Bodrum’da kurduğunuz Zai, zeytin ağaçlarıyla dolu onların üzerinde sanatçıların ismi var, ağaçlar için isimleri nasıl seçtiniz?
Zai’nin bahçesi gördüğünüz gibi zeytin ağaçlarıyla dolu. Bu ağaçlara ismini verdiğimiz sanatçılar sadece sanatçı kimlikleriyle değil dostumuz olarak da hayatımızda önemli kişiler.
Sanatla ilgili bir başka hayaliniz var mı?
Her gün yeni bir hayalle kalkıyorum. Arkadaşlarım bana hayallerimin peşinden gittiğim için fit kaldığımı söylüyorlar. Bir alışkanlığım var bitirmek istediğim işleri yazarım ve senenin sonunda biten işleri yuvarlağa alırım, yarım kalanları yarım olarak işaretlerim. Bir müze kurmayı çok istiyorum ve bunun için çalışıyorum. Müze kurmak çok zorlu bir süreç ama mücadeleden vazgeçmiyoruz. Yunus Emre’nin benimsediğim bir sözü vardır; “Paylaştığın kadar zenginsin, biriktirdiğin kadar da fakirsin.” Koleksiyonumu insanlarla paylaşarak ülkeme bir hizmet sunmak istiyorum.

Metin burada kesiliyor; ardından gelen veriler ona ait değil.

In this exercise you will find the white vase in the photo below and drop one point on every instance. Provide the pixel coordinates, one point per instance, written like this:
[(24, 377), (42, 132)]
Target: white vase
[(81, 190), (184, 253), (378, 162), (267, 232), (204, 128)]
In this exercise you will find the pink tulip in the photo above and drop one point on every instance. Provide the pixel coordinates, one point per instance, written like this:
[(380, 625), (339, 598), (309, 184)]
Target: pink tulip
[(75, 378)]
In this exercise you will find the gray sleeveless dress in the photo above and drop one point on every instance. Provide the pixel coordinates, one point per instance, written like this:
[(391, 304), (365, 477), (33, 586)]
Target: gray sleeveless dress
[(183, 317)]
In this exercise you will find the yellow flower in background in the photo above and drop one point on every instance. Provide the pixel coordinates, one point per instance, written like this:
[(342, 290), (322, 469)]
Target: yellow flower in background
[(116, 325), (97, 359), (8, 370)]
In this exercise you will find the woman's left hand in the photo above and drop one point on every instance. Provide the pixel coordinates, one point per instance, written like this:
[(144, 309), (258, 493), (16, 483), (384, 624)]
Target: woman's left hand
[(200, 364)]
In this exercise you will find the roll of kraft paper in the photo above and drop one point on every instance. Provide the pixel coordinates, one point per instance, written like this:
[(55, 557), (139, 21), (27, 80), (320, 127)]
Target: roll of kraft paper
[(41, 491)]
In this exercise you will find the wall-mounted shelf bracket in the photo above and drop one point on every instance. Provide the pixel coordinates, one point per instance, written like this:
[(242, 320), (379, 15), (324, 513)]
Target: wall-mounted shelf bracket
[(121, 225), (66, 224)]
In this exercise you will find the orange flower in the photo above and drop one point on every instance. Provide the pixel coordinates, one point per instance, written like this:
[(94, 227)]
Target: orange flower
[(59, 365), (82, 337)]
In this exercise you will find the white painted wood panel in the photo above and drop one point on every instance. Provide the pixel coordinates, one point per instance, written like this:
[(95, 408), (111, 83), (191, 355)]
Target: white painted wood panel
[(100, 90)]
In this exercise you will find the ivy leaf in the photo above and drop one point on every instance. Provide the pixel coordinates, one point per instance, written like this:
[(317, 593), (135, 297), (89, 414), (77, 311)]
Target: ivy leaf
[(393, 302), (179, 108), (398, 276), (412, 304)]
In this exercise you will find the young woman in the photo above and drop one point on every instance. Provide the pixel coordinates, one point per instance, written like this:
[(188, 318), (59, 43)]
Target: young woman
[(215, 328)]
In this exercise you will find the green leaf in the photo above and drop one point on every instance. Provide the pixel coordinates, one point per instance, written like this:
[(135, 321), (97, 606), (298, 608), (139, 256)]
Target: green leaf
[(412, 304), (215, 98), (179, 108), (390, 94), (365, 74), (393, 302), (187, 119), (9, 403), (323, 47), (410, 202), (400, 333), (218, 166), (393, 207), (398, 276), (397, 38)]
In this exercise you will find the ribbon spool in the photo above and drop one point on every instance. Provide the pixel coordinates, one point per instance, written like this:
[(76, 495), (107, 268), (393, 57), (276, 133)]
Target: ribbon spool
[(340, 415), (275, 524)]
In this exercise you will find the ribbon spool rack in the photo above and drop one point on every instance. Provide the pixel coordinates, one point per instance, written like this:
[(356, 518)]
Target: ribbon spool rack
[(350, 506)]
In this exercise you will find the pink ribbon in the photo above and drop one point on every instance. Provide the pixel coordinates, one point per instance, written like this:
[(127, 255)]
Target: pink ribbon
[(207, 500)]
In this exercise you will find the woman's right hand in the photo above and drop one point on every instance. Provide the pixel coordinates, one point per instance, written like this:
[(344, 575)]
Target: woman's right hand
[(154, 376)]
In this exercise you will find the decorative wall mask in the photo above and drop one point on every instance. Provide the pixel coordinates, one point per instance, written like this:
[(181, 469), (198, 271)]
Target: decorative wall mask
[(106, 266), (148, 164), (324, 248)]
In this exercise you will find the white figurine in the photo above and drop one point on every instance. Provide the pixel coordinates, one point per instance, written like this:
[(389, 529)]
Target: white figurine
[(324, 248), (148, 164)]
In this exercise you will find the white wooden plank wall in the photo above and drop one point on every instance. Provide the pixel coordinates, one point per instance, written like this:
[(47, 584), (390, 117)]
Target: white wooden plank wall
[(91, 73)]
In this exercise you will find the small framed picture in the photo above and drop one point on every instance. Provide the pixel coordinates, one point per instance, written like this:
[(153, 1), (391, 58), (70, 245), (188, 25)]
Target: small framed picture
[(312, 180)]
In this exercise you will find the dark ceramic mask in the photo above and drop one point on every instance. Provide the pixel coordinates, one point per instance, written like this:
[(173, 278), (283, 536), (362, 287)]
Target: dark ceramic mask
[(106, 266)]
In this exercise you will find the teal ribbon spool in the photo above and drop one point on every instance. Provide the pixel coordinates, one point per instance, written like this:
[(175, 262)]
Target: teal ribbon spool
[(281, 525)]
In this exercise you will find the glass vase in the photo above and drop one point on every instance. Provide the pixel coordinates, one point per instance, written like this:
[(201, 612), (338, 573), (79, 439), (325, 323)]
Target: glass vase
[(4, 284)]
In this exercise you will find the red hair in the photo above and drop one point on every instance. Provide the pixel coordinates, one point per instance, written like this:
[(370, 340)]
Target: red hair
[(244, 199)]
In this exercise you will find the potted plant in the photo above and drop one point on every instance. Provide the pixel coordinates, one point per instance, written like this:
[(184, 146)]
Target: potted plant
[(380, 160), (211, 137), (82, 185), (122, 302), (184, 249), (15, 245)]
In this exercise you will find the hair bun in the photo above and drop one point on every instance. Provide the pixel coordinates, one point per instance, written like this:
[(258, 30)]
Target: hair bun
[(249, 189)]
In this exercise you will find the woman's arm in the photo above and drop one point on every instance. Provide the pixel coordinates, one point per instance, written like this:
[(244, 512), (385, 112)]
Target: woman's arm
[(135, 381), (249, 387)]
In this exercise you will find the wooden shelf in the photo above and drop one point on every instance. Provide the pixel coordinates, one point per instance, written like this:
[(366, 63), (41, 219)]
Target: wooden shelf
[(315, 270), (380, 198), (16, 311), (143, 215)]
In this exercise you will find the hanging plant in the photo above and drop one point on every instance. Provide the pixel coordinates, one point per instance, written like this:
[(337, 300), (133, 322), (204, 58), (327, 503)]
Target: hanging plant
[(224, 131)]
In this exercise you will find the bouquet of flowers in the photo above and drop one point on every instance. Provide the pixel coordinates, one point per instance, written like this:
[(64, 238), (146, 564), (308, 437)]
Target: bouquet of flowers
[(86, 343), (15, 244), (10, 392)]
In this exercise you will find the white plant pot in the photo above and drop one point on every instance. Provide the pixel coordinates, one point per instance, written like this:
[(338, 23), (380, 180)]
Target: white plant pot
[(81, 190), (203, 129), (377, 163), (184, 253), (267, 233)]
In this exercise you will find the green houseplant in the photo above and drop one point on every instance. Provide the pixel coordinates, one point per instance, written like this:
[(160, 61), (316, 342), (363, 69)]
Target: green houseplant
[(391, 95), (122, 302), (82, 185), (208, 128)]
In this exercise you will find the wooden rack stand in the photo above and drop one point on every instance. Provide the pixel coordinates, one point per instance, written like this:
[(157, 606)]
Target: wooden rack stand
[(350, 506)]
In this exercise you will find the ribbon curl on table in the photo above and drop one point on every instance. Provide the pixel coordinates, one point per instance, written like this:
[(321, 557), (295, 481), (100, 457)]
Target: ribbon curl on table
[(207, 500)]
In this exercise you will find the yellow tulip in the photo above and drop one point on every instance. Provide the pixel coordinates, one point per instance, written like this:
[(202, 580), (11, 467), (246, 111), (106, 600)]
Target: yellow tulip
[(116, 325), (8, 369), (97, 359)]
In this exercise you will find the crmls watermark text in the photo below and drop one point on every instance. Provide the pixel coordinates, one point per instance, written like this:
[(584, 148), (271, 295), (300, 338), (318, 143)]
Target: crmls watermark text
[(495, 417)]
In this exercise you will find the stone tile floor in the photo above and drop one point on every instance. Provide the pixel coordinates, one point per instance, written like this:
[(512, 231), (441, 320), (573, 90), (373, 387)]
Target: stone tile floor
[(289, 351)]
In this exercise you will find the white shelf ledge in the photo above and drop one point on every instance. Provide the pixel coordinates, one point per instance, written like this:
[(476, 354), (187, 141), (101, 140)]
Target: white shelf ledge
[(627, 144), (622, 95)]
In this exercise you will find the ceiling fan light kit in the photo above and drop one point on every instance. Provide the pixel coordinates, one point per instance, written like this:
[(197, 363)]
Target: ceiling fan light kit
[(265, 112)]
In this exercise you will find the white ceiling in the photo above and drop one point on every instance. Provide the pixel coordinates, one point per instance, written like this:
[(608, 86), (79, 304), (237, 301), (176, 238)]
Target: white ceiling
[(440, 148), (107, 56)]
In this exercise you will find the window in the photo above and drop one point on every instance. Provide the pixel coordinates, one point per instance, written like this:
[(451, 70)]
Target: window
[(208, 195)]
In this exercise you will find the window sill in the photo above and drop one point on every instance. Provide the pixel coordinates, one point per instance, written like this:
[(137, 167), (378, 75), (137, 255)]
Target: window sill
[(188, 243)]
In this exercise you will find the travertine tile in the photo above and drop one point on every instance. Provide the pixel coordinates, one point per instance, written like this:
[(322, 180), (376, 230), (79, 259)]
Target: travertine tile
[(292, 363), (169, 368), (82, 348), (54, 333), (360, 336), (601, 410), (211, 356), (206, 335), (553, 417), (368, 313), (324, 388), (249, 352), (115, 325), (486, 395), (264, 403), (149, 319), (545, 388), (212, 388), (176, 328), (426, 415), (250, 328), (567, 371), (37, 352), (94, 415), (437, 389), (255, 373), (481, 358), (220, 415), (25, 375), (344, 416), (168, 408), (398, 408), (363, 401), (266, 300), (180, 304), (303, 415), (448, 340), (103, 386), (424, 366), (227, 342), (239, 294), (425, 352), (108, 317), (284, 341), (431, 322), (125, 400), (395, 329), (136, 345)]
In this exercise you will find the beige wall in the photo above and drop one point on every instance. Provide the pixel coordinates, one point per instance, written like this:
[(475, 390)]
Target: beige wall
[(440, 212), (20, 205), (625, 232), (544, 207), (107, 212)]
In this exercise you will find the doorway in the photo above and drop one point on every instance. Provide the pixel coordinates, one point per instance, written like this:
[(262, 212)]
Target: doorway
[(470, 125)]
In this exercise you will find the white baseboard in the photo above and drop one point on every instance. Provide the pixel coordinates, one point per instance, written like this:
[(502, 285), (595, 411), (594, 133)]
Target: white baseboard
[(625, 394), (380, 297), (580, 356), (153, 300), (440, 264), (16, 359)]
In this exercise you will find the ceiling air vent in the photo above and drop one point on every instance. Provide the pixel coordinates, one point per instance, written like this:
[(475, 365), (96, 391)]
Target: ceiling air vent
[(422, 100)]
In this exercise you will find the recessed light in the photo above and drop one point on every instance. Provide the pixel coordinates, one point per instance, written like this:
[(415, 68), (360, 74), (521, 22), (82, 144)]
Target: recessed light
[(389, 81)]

Zai ile Bodrum’a bir yetişkin kütüphanesi kurarken bir de çocuklar için Babun Çocuk Kitapçısı’nı hayata geçirdiniz tüm bunlardan sanatın her alanını desteklediğiniz yorumlayabilir miyiz?
Kültür ve sanatı gelişmeyen hiçbir ülke bir yere gelemez. Ülkemi çok seviyorum bu bağlamda yaptığımız okulların, hastane ve lojmanların dışında kültürel olarak gelişmesi için elimden gelen her şeyi yapmak istiyorum. Ülkemizde eğitimin, kültür ve sanatın gelişmesi için her çalışmaya sıcak bakıyorum.
Oteliniz Casa Dell’Arte bir sanat girişimciliği örneği otelinizdeki sanat eserlerinden bahseder misiniz?
Otelimizde koleksiyonumuzdan eserler sergiliyoruz ve izleyici deneyimini taze tutabilmek adına bu eserler sürekli değişiyor. Eserleri asarken mekanla ve mekandaki diğer eserlerle ilişkilerine dikkat ediyoruz. Çok sevilen ve yerini öngörerek aldığımız işler de var. Örneğin Robert Montgomery’nin Türkiye’deki ilk eseri ve neredeyse otelin sembolü haline gelmiş “People You Love..” yazısı ve kütüphanemizdeki Burçak Bingöl’e ait mekana özgü seramik yerleştirme ilk günden beri yerlerini koruyorlar.
Koleksiyonunuzdaki eserlerinizin hepsinin sizin için özel olduğunu öngörüyoruz, sizin için yeri ayrı olan eser var mı diye sormak istiyoruz, ne dersiniz?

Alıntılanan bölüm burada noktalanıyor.